I was driving down the road today with the Mrs. in the car. We come to a stoplight and are in the left lane so I can turn left. A guy in the right lane apparently decides he wants to merge, despite having warning well in advance that if you want to turn left here you should have merged a while back. The fact that I am occupying the space that he wants to merge into doesn’t dissuade him from attempting. He came close to hitting me and I honked. Our rearview mirrors came within inches of each other. And then he honks at me. I honked the honk of the guy letting you know you’re about to hit him. He honked the honk of a pissy little cry baby. It’s not like I cut him off or anything, he just pulled over into us.

At this point, the guy (who’s driving a minivan with some friends of his in it) is window to window with the Mrs. The Mrs. is pregnant and rather, uhm, hormonal. Suddenly and without warning, she flips him off. A good long bird, it was. Right there within about two feet of his face. I laugh because I’m shocked. This is not something a non-pregnant Mrs. Uncle would do. She’s not like that. It is, however, exactly something I would do. But she almost had her SUV seriously scraped by some idiot. The combination of me laughing and her having just flipped him off really got him in a tizzy.

He then flips my wife off, mouths some words, and pulls in behind me. Once behind me, he continues flipping us off and honking his horn. I, being the smartass that I am (one capable of annoying the shit out of anyone I set out to), calmly turn around and blow the man a kiss. Men in these parts don’t like to be blown kisses by other men. He then does the typical stupid guy thing and makes a motion like he’s going to get out of his minivan and actually opens the door a bit. And I’m thinking Idiot! What are you going to do? Are you going to kick my ass? Pull me from my car? Whatever.
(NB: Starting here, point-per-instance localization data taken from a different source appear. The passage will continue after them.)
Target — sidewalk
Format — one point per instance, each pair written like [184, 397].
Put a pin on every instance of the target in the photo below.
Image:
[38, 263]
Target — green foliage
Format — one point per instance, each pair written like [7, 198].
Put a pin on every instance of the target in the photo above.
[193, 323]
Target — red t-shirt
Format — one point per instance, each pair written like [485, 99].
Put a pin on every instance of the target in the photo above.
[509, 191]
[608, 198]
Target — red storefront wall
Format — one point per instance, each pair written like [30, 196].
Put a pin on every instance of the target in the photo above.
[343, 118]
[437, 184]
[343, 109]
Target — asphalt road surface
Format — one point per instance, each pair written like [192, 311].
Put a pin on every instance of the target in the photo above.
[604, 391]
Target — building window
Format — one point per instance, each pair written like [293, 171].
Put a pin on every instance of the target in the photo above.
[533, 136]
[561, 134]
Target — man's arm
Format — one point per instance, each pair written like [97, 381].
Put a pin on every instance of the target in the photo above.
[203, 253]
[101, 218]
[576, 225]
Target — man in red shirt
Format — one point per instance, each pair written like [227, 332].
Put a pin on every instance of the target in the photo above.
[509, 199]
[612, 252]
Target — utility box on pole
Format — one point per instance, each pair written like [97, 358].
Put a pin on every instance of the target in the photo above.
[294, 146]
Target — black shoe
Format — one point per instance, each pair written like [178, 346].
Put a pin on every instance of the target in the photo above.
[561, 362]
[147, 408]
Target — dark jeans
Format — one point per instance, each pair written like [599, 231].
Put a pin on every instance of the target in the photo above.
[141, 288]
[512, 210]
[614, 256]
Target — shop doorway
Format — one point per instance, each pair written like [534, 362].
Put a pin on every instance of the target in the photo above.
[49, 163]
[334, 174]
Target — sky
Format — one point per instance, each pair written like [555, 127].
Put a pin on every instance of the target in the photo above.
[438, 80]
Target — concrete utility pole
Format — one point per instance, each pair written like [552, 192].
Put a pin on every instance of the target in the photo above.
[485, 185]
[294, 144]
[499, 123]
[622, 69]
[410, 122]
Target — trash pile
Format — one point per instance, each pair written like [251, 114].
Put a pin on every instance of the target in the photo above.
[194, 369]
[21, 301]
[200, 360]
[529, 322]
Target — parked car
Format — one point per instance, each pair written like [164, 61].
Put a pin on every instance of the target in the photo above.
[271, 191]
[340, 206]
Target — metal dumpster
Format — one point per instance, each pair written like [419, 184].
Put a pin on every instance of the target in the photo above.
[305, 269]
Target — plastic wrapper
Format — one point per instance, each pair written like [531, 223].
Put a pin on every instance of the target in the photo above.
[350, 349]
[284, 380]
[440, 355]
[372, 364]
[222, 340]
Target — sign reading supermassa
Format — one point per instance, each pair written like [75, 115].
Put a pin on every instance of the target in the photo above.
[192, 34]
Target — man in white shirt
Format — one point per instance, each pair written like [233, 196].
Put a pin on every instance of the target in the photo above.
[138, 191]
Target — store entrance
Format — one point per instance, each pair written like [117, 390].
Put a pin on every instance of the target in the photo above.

He didn’t get out of his car, which is about the only smart thing he did during this encounter.

Moral of the story: Some people in traffic lose control. It doesn’t help to annoy them but it does provide some entertainment.

One Response to “Look before you merge”

  1. rich Says:

    Similar story in Sevierville. I was in the left turn lane and at the instant the turn arrow went green, Captain Clueless beside me on the right gunned his car into the intersection, cutting me off as he turned left from the “You must go straight here” lane.

    I gently remonstrated him by laying on the horn.

    This idiot stops his car in the middle of the intersection and gets out of the car, coming back like he wants to fight me. I smiled and waved as he approached, then the guy in the pickup truck behind both of us, the guy who was almost rear ended because idiot boy parks in the midle of a left turn, pulled up beside him and gently persuaded him to get his ass back in his car and move on by driving directly at him.

    Moron man showed that whuile he may be terminally stupid, he did retain a basic sense od self preservation, as he returned to his car without further incident.

    I’m betting there was a short bus somewhere in his past.

Remember, I do this to entertain me, not you.